0 directories, 2 files

metrics.go

The metrics.go defines 2 Prometheus counter metrics, tracking the total number of logins and number of unsuccessful logins.

    var (
// @sloth.slo name chat-gpt-availability
// @sloth.slo objective 95.0
// @sloth.sli error_query sum(rate(tenant_failed_login_operations_total{client="chat-gpt"}[{{.window}}])) OR on() vector(0)
// @sloth.sli total_query sum(rate(tenant_login_operations_total{client="chat-gpt"}[{{.window}}]))
// @sloth.slo description 95% of logins to the chat-gpt app should be successful.
// @sloth.alerting name ChatGPTAvailability
metricTenantTotalLoginsCount = prometheus.NewCounter(
prometheus.GaugeOpts{
Namespace: "chatgpt",
Subsystem: "auth0",
Name: "tenant_login_operations_total",
})
metricTenantFailedLoginsCount = prometheus.NewCounter(
prometheus.CounterOpts{
Namespace: "chatgpt",
Subsystem: "auth0",
Name: "tenant_failed_login_operations_total",
})
)

In the metrics.go is where we define the annotations required for the chat-gpt-availability SLO, keeping track of how many users are able to log into the website.

main.go

The main.go is where we can define the name of the Sloth service that owns the SLOs, @sloth service chatgpt, this is also where we would add the go:generate directive.

Note

The Sloth service name can be defined in the metrics.go if it's not possible to use the main.go.

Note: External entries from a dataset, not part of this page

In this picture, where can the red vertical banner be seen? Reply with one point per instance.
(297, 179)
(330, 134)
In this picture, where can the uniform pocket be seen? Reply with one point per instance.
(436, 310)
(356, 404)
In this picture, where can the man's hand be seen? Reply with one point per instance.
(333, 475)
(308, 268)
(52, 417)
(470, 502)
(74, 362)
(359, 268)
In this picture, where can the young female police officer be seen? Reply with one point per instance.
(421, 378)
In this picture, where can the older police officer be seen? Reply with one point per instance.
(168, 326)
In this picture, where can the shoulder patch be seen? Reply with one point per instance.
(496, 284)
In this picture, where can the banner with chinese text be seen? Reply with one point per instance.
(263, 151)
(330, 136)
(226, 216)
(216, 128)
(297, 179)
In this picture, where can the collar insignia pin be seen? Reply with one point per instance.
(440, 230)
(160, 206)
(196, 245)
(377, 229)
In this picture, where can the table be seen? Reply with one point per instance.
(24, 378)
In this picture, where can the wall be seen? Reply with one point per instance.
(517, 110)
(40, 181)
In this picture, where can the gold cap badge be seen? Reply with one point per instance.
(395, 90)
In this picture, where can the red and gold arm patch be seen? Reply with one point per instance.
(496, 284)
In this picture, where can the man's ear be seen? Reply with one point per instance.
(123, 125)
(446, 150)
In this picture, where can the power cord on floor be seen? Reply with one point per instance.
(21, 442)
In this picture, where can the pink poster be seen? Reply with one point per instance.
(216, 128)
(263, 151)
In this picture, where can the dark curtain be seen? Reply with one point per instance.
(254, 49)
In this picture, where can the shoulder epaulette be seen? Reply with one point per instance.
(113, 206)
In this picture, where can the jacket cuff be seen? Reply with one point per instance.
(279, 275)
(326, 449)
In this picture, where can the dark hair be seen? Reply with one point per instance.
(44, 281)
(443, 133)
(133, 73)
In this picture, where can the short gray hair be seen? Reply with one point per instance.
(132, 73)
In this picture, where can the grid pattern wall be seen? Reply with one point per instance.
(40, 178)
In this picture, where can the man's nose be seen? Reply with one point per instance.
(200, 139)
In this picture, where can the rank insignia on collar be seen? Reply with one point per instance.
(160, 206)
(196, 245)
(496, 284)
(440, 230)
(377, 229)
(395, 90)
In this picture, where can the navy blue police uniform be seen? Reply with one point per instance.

//go:generate sloscribe init --to-file

package main

// @sloth service chatgpt
func main() {
// application code
}

Running go generate ./... in the terminal, will tell sloscribe to run and parse the different project directories for in code annotations and generate Sloth SLOs specifications, under ./slo_definitions/chatgpt.yaml directory.

go generate ./...

slo_definitions/chatgpt.yaml:

# Code generated by sloscribe: https://github.com/slosive/sloscribe.
# DO NOT EDIT.
version: prometheus/v1
service: chatgpt
slos:
- name: chat-gpt-availability
description: 95% of logins to the chat-gpt app should be successful.
objective: 95
sli:
events:
error_query: sum(rate(tenant_failed_login_operations_total{client="chat-gpt"}[{{.window}}])) OR on() vector(0)
total_query: sum(rate(tenant_login_operations_total{client="chat-gpt"}[{{.window}}]))
alerting:
name: ChatGPTAvailability

Generate Prometheus alert groups from Sloth SLOs Specification​

The Sloth SLO specification can be used to generate a Prometheus alert group rules.yaml which can be used by a Prometheus instance to monitor and alert on the SLOs.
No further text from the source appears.